Bangladesh's imports through FoB arrangement are rising rapidly, implying that overseas procurement is now dominated by local consignees in a paradigm shift in external trade.
But large importers, who have transport facilities under their own command, disagree with the changes in freights in import trade.
Earlier, the proportion of imports through free-on-board (FoB) arrangement was very insignificant, registering around 10 per cent of the total. Now this is almost on a par with the trade under cost and freight (C&F) modality.
In case of the FoB imports, the freight charges are usually paid by the importers on delivery, while in case of C&F, the sellers are charged.

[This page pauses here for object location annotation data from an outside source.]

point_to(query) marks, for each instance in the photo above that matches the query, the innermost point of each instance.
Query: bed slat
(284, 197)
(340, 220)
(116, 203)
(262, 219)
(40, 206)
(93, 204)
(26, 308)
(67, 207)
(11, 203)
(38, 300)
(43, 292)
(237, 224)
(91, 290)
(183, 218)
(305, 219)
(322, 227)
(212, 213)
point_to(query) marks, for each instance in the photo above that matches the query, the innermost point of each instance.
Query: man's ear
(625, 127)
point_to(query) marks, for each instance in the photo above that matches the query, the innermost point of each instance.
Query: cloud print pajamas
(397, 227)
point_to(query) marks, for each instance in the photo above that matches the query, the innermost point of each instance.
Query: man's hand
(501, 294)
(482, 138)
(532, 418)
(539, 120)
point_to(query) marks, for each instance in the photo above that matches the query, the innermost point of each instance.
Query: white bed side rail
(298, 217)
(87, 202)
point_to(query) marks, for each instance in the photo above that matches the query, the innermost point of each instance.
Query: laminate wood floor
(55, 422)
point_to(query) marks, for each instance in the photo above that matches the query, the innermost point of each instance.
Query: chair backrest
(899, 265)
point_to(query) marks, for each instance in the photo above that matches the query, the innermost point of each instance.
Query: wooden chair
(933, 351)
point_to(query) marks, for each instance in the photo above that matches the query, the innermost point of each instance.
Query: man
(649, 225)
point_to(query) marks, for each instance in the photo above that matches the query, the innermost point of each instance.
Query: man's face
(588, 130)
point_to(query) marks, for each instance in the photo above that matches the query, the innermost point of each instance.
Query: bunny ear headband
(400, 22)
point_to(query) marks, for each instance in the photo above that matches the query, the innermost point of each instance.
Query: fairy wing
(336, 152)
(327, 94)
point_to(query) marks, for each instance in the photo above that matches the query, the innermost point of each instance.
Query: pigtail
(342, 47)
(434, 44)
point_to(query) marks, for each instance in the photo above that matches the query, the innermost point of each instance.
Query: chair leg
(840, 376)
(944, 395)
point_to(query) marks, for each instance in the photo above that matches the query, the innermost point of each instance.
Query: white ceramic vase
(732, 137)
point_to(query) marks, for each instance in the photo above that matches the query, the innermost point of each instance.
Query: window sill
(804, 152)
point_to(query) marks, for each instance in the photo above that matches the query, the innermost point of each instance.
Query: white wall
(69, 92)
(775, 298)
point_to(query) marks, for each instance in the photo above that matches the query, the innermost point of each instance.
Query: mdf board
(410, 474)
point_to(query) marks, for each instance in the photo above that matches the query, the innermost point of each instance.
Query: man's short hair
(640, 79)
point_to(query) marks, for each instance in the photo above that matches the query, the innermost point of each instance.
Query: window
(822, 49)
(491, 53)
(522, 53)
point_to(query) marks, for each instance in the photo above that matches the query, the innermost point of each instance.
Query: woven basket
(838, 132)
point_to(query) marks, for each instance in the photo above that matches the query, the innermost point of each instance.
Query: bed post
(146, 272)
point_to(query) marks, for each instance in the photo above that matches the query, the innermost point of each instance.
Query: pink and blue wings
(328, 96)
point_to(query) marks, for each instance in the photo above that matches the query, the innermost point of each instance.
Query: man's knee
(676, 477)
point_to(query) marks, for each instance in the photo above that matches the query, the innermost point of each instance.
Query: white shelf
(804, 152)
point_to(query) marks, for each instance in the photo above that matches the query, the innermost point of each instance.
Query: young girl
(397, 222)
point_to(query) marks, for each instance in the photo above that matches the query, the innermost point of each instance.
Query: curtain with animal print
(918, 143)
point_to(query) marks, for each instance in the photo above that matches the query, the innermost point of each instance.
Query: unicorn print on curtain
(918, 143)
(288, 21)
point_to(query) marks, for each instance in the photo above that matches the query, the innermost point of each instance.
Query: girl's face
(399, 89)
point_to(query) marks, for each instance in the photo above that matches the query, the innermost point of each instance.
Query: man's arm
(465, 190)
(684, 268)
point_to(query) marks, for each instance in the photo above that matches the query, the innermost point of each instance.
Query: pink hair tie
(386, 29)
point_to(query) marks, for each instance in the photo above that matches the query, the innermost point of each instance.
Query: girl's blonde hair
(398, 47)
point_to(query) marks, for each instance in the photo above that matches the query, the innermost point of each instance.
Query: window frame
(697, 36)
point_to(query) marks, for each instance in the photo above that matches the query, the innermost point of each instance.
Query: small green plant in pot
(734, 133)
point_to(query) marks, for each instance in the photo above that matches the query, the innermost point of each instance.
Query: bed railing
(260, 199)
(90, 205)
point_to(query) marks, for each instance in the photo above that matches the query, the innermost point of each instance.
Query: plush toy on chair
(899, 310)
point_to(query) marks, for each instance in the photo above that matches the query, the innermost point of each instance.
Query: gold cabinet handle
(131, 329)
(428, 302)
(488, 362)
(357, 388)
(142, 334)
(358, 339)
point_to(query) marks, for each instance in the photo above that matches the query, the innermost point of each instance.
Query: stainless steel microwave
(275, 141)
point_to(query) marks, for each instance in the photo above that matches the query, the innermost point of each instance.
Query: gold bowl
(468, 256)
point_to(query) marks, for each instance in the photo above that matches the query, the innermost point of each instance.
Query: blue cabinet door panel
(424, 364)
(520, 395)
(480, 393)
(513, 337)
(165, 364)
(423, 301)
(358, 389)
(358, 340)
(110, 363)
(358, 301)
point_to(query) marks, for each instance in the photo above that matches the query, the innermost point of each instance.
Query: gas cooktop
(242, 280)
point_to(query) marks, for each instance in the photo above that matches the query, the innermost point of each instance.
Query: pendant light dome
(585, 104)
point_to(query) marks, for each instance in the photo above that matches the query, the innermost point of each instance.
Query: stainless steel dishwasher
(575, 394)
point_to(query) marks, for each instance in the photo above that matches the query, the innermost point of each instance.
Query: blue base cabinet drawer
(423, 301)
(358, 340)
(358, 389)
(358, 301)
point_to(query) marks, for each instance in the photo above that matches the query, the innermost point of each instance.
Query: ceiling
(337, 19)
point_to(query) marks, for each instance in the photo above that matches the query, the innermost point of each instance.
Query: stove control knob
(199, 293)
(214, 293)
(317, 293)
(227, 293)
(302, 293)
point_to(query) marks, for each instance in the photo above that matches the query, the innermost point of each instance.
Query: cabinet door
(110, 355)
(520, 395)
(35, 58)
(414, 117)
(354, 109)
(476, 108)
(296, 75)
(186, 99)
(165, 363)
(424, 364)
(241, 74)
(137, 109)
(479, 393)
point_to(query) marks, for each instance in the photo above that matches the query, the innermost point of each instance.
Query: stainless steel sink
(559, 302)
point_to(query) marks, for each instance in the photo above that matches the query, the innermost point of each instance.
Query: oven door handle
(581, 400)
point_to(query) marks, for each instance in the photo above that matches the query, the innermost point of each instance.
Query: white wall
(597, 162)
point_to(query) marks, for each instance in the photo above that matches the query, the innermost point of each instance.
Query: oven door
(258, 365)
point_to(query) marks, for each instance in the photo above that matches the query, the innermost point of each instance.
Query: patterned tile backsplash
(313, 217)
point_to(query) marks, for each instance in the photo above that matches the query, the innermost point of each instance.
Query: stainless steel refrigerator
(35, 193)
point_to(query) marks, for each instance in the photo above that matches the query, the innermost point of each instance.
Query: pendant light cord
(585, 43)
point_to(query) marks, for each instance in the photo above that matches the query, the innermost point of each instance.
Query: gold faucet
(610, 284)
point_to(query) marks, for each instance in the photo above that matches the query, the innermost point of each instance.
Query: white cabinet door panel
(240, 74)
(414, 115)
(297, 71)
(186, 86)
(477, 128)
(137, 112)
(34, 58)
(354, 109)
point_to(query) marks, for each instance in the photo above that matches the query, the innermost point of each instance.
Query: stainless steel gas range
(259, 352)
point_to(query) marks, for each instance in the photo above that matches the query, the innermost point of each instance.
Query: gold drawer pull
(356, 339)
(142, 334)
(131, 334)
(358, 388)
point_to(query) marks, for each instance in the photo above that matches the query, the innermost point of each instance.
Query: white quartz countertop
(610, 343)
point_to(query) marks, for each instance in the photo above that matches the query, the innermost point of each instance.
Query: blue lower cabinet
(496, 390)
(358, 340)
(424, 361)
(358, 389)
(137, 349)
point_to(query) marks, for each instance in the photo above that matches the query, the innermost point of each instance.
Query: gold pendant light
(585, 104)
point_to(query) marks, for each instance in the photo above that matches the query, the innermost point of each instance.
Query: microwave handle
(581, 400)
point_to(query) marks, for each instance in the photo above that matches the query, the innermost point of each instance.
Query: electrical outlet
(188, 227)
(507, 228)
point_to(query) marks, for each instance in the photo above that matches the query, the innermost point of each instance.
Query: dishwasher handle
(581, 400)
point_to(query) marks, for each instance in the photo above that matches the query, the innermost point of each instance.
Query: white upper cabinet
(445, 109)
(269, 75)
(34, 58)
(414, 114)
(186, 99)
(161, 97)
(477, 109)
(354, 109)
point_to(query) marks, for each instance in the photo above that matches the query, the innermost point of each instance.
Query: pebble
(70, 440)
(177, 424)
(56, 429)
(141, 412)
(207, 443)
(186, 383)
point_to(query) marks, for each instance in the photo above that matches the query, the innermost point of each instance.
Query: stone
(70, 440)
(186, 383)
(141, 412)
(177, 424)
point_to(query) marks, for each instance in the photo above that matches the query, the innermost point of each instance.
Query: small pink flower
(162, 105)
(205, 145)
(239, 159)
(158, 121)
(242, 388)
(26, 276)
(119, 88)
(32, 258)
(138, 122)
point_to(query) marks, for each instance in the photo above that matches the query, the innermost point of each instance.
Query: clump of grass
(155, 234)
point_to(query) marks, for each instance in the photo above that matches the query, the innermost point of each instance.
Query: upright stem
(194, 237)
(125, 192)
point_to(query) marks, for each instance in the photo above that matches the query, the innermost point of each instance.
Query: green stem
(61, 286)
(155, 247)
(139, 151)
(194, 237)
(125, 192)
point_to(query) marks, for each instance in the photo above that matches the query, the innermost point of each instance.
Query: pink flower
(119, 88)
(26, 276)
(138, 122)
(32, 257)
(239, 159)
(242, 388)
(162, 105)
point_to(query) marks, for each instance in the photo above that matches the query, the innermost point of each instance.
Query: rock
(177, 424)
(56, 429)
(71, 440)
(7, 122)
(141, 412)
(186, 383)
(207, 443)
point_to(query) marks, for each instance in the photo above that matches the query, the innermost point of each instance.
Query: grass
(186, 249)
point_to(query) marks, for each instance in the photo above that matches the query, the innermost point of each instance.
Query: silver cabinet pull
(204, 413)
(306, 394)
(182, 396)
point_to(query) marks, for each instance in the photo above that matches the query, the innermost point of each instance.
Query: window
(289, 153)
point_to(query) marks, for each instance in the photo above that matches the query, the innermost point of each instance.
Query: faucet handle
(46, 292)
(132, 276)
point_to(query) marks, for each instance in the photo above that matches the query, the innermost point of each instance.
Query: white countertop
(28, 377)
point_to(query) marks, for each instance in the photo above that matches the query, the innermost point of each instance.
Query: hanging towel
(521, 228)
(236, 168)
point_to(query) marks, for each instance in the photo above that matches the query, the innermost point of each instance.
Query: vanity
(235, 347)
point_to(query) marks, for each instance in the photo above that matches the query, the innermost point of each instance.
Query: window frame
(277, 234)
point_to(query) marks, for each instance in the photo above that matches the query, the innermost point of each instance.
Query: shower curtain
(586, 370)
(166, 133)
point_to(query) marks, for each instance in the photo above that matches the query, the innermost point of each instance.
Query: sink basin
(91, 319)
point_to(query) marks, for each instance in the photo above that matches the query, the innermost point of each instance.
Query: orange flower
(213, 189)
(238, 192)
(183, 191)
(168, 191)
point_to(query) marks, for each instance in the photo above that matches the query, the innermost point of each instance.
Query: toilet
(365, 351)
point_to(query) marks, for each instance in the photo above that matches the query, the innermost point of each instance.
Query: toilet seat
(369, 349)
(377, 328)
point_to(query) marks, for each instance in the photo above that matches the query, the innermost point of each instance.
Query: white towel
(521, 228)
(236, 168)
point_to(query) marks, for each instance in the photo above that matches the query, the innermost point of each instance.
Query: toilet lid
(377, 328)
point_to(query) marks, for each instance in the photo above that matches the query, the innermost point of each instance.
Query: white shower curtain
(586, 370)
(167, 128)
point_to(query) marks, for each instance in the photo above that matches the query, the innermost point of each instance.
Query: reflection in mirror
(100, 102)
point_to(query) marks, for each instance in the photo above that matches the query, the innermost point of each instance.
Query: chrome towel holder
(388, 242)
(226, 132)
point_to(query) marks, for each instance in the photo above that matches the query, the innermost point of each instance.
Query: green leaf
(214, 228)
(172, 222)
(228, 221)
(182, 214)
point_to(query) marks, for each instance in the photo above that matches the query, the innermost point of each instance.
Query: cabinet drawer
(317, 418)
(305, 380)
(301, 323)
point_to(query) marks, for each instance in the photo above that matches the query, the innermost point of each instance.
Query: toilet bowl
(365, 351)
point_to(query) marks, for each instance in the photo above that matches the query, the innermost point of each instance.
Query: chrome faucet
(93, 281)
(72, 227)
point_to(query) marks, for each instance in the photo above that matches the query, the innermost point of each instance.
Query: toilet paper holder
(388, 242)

Traders and shipping-insiders say if the import through the FoB line rises, the importers may gain from the fluctuations in international shipping freights.
They said the consignees also get a temporary relief from payment for the freights earlier as under the FoB methods they pay after receiving the cargoes.
But a number of leading importers say that the import trade is still being dominated by the C&F mode of operations.
They argue that there are some big groups with some large vessels who carry their own goods.
Otherwise, there is something "wrong" in the measurements of the F0B and C&F arrangements.
According to central bank statistics, Bangladesh imported through FoB goods equivalent to US$ 17.14 billion in July-October period of this fiscal year. On the other hand, imports settled through C&F were worth $18.52 billion during the period.
And their annual percentage charges were almost same at 28.7 per cent, according to the Bangladesh Bank official data.
Abul Bashar, chairman at BSM Group, a leading conglomerate that imports staples and spices, told the FE that their import trade was still being dominated by sellers, not by buyers.
"I am very much familiar with the import trades, and with the day-to-day developments. That is why I have strong reservations about the data produced by the central bank," the businessman said.
"The changes in the freights will be very minimal and it is hardly possible to maintain equality between FoB and C&F."
However, a number of shipping companies told the FE that they were watching the developments and that seemingly that were working in the interest of the country and the importers.
Sahed Sarwar, executive director at the Tokyo-based K-Line shipping firm, said this is happening in recent years. "I think this is giving a relief to the consignees as they pay later for the goods imported."
On the other hand, Ahmedul Karim Chowdhury, a terminal manager at Pangaon Inland Container Terminal, told the FE that in a plain calculation this sign is good for the country as the traders used to allege that exports being dominated by buyers and imports by the suppliers in a double bind.
"I am not seeing anything wrong." But, some importers hint that there might be something like "hide-and-seek game" to reap benefits out of external trade. "I think there is need to evaluate this type of changes in the trades as some may derive undue benefits," he said.
He, however, wouldn't elaborate on it. He said this is for the National Board of Revenue and the central bank to explore. In case of FoB, by way of controlling the agents involved, the buyer is able to assert pressure for lowering the commercial price. By minimising costs, it allows the importers to obtain tax advantages.
"The FoB also allows consignees to obtain better insurance prices, since you'll be looking for a deal covering a larger part of the logistical transportation," the terminal manager said.